In 2020, NomoGaia launched a multi-part series evaluating IFC’s implementation of its Indigenous Peoples Performance Standard, PS7. We found that:
IFC is restricting the scope of PS7 to exclude FPIC even where the standard is applied (“FPIC at the IFC” October 2020)
IFC bypassed PS7 on dozens of projects where indigenous peoples are present (“Missing Peoples” May 2021)
IFC never fulsomely applied PS7 in the Xinjiang Uyghur Autonomous Region, resulting in investments where clients were incapable of respecting indigenous rights under Chinese Law (“IFC and the Uyghur Genocide” March 2021). Further investigation of these investments found that IFC clients actively contributed to the Uyghur Genocide (“Financing and Genocide” February 2022 published with the Atlantic Council’s DFR Lab and Sheffield Hallam University).
IFC’s investment portfolio includes only 29 applications of its Indigenous Peoples safeguard. Those applications are almost all partial. FPIC has only been demonstrated four times.

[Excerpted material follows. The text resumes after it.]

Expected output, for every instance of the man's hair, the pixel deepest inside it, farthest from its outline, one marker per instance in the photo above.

The report says the IFC must reform its lending to clients that impact indigenous peoples by:
- Hiring indigenous specialists onto E&S teams, worldwide
- Removing red tape that disincentivizes clients from acknowledging indigenous peoples
- Increasing transparency around the identification of indigenous people and the determinations of impacts
- Assuring that indigenous peoples, not clients, dictate whether they will experience impacts
- Geolocate projects so that IFC can easily demonstrate where projects overlap with traditionally stewarded lands
The report says the IFC has begun to reform its application of the Indigenous Peoples Safeguard in response to recent criticisms. These steps include hiring indigenous expertise in Asia and committing to heightened transparency around the application of PS7. However, the report says fundamental flaws remain and more needs to be done.